DU GIVRE EN RECHERCHE D'ÉCLAT.

Soyons honnête, voici une petite incursion dans un genre que nous connaissons aussi mal que nous l'apprécions généralement peu : la Fantasy.
Car sous ses dehors de roman qualifiable de post-apocalyptique, par la peinture d'ambiance dont Estelle Faye a élégamment revêtu d'oripeaux un Paris digne d'un monstrueux lendemain de cuite éco-destructrice et qui n'est plus que l'ombre de ce qu'il est aujourd'hui, nombre de ressorts narratifs et descriptifs s'apparentent moins à un Mad Max francilien qu'à une espèce Niourk en devenir, Niourk, ce si beau roman de Stefan Wulf.

Projetons-nous loin vers notre futur, aux alentours des années 2360. Nous allons ainsi suivre Chet, un jeune homme ambigu, ambivalent, queer dirait-on aujourd'hui, effrontément bisexuel, incapable de se fixer sur le moindre amant, la moindre maîtresse, mais amoureux impénitant d'une jeune femme, Tess, qui ne sait rien des sentiments de son ami d'enfance. Chet est une diva dégingandée mais sans peur des clubs noctambules et bluesy dès que la nuit tombe, rendant toutes sortes de services plus ou moins légaux, le jour.
Chet, c'est pour l'hommage au Daniel Chetman du film "Rue barbare", mettant en scène, dans une veine très esthétisante, la violence des banlieues du début des années 80 ; incidemment, sans doute, est-ce aussi un hommage au jeune - beau -et talentueux Bernard Giraudeau, dont ce fut l'un des grands rôles, plus qu'en l'honneur du jazzman, trompettiste génial et chanteur de talent que fut Chet Baker (son "Almost Blue" est un must absolu de ce jazzman au lyrisme délicat et fragile). C'est en tout cas ce que nous affirme le narrateur omniscient (lorsque ce n'est pas Chet lui-même qui s'exprime), et nous sommes bien forcés de le croire, même si ce personnage équivoque tient au moins autant du beau gosse pommé mais bon Samaritain de "Rue Barbare" que de la gueule d'ange cocaïnomane, géniale et instable des bas fonds et des clubs de jazz interlopes. Les références sont cependant de premier ordre... Et ce ne sont pas les seules.

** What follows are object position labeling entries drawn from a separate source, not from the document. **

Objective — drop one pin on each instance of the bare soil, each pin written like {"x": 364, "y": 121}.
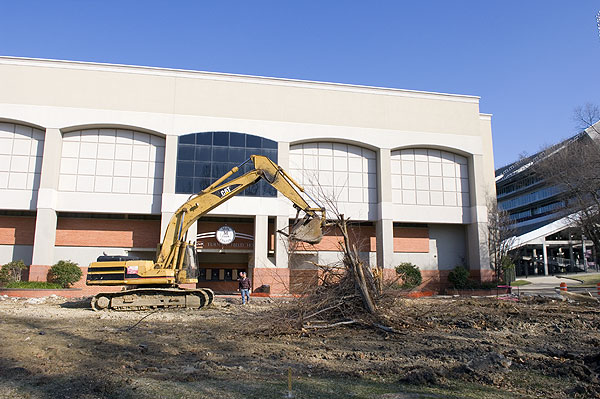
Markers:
{"x": 444, "y": 348}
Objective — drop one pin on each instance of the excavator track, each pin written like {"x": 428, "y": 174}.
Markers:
{"x": 153, "y": 298}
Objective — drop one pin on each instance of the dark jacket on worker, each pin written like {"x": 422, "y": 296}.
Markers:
{"x": 245, "y": 283}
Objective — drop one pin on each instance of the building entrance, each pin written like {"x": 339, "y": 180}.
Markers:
{"x": 219, "y": 271}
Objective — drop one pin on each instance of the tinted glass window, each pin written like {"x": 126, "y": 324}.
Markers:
{"x": 221, "y": 138}
{"x": 187, "y": 139}
{"x": 202, "y": 138}
{"x": 253, "y": 141}
{"x": 204, "y": 157}
{"x": 237, "y": 139}
{"x": 203, "y": 153}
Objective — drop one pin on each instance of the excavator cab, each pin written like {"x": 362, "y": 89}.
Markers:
{"x": 308, "y": 230}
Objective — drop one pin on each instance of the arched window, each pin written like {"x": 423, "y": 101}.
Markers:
{"x": 21, "y": 150}
{"x": 112, "y": 161}
{"x": 344, "y": 173}
{"x": 202, "y": 158}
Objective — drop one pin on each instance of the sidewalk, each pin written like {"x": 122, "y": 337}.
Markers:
{"x": 546, "y": 284}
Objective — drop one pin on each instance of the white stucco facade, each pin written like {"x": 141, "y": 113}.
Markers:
{"x": 103, "y": 139}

Toujours plus ou moins à court d'argent pour régler le loyer de son studio à son proprio, un pharmacien maniaque de propreté dans un monde de plus en plus sale et peu ragoutant, Chet va se retrouver mêlé à la recherche d'un trafiquant de drogue, un certain Echo, agissant pour le compte d'un étrange maître es-complot. Mais ce qui ne devait d'abord être qu'une chasse à l'homme emprunte de moult dangers et autres coup de force va s'avérer devenir une véritable quête, des derniers cercles de l'Enfer à un éventuel Eden dominé par un hybride, un genre de Roi-Mutant, un véritable Lucifer - comme son prédécesseur biblique, il porte des moignons d'ailes ; comme celui des textes, il est le porteur de lumière, mais d'une lumière intenable et maudite, dont la vérité finale est dans la soumission totale et l'oubli de tout.

Dante et son chef d'oeuvre, La Divine Comédie sont, on l'aura compris, convoqués à cette fête médiévo-futuriste. On y retrouvera même un avatar de son Virgile, tout aussi poète que le plus célèbre des auteurs latins, mais sans doute bien plus fou et éthéré, beau comme un jeune pâtre grec, qui aura été jadis l'accompagnateur de Chet au sein de cet enfer de maniaques cliniciens dézingués, et jusqu'à sa fuite... Mais pas la seconde fois dans cet antre des démons... Quant à la fameuse Béatrice du texte du florentin, si la Tess de ces années futures en est proche, ce n'est pas dans ces bas-fonds sordides et mortifères que notre aventurier va la retrouver.

Le purgatoire n'est pas oublié, où s'entremêlent une vision d'un Paris du dessous se référant autant aux lumières crues qu'à la violence souterraine de ce grand roman feuilleton du XIXème siècle, Les Mystères de Paris, du trop oublié Eugène Sue qu'à la fuite si connue de Jean Valjean à travers la puanteurs morbide des égouts dans Les Misérables de Victor Hugo. Victor Hugo que l'on retrouve ailleurs, sur cette Île de la Cité et surtout sa grandiose Cathédrale Notre-Dame tant décrite, atmosphère comprise, dans le fameux Notre-Dame de Paris, avec son lot de Gitans, d'"Egyptiens", de coupe-jarrets et autres tranche-bourses. Et de son Roi des Gypsies, bien entendu.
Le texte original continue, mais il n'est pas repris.